Jugendliche zwingen jüngere Kinder, ihnen Geld zu twinten
Eine neue Mache junger Straftäter ist es, jüngere Kinder dazu zu zwingen, ihnen Geld zu twinten. Viele Opfer gehen aus Angst nicht zur Polizei.

Das Wichtigste in Kürze
- Jugendliche zwingen jüngere Kinder immer häufiger dazu, ihnen Geld zu twinten.
- Viele Opfer wollen die Täter nicht anzeigen, da sie sich vor Racheaktionen fürchten.
- Die Polizei drängt aber dazu und betont, Opfer in solchen Fällen zu unterstützen.

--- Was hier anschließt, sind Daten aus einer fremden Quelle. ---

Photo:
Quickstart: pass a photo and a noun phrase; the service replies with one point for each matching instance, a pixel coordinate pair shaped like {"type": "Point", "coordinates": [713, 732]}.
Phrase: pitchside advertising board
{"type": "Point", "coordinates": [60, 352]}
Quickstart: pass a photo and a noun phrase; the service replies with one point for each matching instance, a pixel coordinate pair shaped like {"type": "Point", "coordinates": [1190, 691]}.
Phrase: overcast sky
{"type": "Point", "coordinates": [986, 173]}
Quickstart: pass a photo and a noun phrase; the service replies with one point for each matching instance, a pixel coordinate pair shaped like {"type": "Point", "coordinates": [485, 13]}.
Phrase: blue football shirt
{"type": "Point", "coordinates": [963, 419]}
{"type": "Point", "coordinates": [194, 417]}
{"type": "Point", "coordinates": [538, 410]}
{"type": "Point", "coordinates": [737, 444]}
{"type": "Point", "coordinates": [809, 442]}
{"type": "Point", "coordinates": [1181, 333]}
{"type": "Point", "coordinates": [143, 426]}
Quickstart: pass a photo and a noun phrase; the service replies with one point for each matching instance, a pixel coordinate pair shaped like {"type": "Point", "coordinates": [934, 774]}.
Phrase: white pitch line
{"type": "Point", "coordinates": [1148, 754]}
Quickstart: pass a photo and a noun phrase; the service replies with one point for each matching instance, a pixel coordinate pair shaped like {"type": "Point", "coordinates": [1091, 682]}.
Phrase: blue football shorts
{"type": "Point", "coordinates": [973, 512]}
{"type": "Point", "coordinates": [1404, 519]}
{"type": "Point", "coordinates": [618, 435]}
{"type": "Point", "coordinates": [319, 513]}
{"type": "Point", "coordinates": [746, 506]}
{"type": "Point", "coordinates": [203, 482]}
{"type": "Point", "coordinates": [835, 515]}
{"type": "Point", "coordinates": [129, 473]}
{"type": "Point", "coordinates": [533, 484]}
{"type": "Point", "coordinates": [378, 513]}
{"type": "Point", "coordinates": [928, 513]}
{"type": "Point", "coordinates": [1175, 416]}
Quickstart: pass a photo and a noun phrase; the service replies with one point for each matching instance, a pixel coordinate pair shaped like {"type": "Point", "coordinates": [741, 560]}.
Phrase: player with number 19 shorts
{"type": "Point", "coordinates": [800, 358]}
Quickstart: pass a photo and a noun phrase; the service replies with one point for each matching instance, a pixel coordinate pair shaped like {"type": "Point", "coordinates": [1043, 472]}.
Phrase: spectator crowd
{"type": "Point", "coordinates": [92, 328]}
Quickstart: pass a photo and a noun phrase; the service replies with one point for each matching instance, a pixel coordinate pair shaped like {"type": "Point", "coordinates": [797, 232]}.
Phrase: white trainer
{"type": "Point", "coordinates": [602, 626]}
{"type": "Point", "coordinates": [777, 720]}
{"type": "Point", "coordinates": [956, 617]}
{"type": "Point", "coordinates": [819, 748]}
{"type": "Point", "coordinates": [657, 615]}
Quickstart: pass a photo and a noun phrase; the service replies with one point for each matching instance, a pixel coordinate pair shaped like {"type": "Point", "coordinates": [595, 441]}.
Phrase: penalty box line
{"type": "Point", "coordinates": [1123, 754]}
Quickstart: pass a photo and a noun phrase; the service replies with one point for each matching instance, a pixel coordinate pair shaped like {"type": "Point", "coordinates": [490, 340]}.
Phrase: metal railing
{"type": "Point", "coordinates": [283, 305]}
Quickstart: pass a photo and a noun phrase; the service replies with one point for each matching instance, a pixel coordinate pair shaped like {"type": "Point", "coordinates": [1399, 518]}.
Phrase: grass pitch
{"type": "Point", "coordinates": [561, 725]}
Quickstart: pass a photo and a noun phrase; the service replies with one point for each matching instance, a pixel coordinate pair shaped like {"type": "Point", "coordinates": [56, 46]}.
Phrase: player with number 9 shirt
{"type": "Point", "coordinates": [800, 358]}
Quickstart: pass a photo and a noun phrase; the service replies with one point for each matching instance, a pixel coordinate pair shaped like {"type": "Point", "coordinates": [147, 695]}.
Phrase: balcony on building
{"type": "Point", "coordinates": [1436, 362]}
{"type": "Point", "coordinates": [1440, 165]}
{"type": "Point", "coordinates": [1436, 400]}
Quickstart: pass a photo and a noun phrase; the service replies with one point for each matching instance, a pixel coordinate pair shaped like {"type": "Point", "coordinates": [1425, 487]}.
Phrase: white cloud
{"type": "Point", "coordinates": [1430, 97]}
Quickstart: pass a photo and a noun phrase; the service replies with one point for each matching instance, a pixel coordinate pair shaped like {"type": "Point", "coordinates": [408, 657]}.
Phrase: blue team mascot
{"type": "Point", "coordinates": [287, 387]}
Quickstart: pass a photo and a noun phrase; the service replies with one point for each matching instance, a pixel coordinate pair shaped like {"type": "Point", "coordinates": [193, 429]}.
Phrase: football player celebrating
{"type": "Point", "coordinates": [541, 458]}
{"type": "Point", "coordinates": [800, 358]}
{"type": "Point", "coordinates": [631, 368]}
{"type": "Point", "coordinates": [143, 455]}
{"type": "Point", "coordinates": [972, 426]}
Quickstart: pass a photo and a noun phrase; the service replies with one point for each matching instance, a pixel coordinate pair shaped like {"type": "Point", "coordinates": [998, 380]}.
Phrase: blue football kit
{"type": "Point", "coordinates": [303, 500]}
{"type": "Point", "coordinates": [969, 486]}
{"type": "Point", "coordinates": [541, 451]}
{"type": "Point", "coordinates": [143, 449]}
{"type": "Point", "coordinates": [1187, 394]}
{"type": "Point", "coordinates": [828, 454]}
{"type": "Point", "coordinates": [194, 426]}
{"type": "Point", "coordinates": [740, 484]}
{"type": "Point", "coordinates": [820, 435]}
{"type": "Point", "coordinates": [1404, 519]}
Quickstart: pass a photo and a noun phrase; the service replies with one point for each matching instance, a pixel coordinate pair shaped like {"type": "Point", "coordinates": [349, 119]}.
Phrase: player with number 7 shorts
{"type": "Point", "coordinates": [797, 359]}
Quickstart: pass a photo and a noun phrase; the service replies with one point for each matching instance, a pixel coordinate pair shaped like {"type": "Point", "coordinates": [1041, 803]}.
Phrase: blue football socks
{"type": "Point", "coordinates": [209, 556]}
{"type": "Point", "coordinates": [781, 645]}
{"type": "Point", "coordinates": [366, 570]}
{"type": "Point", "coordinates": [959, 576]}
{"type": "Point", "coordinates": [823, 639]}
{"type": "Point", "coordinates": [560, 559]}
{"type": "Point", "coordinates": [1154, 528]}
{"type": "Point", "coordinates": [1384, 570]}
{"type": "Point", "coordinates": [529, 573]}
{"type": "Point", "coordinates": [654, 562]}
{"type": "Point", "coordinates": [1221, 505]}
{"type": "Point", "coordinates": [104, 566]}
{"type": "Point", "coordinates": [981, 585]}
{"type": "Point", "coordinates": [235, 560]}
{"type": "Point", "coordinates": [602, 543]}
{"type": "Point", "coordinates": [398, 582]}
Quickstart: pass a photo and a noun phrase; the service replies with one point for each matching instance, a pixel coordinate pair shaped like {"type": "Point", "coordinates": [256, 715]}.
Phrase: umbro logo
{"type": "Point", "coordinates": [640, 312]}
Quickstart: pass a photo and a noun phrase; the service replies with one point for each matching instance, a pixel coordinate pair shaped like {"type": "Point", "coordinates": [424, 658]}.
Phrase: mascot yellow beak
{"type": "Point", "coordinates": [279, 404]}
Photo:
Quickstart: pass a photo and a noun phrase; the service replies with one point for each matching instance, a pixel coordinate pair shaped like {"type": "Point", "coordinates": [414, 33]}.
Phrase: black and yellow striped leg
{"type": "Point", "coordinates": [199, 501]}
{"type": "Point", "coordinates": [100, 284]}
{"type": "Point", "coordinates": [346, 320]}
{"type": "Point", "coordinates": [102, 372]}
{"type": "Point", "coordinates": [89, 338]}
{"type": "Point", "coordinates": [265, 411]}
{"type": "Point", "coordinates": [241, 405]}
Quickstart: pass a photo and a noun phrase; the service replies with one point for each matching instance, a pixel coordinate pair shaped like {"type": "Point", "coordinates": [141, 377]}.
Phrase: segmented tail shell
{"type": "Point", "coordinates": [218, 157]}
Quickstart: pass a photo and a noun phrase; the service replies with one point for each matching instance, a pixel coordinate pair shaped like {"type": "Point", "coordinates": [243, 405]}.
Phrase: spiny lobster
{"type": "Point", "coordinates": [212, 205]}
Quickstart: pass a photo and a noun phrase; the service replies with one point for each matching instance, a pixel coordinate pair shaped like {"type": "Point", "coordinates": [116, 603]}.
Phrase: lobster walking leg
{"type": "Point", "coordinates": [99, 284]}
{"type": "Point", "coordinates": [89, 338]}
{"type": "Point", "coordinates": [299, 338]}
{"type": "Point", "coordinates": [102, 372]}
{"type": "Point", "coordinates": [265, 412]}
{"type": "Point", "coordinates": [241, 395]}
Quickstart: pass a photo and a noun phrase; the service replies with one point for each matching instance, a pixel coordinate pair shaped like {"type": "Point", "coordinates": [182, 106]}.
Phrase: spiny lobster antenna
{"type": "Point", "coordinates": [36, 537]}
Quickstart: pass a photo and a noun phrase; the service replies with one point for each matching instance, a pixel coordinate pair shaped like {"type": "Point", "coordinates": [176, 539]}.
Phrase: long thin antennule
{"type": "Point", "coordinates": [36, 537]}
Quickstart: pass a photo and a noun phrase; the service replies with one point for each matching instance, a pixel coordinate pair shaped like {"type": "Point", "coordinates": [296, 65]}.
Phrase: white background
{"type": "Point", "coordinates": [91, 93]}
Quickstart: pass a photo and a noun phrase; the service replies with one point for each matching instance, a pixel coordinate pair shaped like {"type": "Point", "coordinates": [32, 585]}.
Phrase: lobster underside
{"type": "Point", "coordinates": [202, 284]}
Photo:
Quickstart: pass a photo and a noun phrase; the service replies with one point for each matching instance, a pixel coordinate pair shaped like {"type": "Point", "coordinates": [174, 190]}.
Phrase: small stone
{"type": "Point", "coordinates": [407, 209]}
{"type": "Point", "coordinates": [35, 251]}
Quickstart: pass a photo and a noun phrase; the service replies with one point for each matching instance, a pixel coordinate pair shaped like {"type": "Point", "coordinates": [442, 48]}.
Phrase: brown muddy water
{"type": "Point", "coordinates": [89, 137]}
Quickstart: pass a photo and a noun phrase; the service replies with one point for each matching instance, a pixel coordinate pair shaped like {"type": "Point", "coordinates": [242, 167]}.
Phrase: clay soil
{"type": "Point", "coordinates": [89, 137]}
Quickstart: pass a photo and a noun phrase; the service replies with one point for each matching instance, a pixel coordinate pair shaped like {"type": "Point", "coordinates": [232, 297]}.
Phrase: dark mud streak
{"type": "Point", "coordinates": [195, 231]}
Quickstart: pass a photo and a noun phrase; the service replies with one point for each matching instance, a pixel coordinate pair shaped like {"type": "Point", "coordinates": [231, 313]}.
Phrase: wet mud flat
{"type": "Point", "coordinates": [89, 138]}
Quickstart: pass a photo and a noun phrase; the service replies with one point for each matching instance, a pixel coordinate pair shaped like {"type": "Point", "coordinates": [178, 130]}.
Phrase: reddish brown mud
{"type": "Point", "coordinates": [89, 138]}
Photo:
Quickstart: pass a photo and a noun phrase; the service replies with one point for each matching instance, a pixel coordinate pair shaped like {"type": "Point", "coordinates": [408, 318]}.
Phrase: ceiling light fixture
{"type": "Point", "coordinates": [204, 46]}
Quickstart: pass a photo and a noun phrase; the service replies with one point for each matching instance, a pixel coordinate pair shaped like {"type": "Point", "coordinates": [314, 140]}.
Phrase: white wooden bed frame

Spätestens seit der Corona-Pandemie haben immer weniger Leute Bargeld dabei. Das hat auch Auswirkungen auf die Jugendkriminalität, wie der «Tagesanzeiger» berichtet.
So kommt eine neue Masche immer häufiger vor: Der Twint-Überfall, bei dem Jugendliche jüngere Kinder zwingen, ihnen Geld zu twinten.
Auch über die Leih-Akkus von Chimpy versuchen sie, anderen Geld abzunehmen. Dabei werden die Opfer dazu gebracht, eine Powerbank an einem Selecta-Automaten für 20 Franken zu kaufen. Die Täter geben sie dann später zurück und kassieren das Depot von 15 Franken ein.
Die Stadtpolizei Zürich macht sich keine grossen Sorgen über diese neuen Maschen, Jugendkriminalität zeichne sich immer durch «Erfindungsreichtum» aus. Schwieriger sei, dass die Delikte in Gruppen verübt werden. Bandenkriminalität mit dauerhaften, organisierten Strukturen gebe es weiterhin nicht. Doch junge Verdächtige würden ihre Mittäter nur selten verraten.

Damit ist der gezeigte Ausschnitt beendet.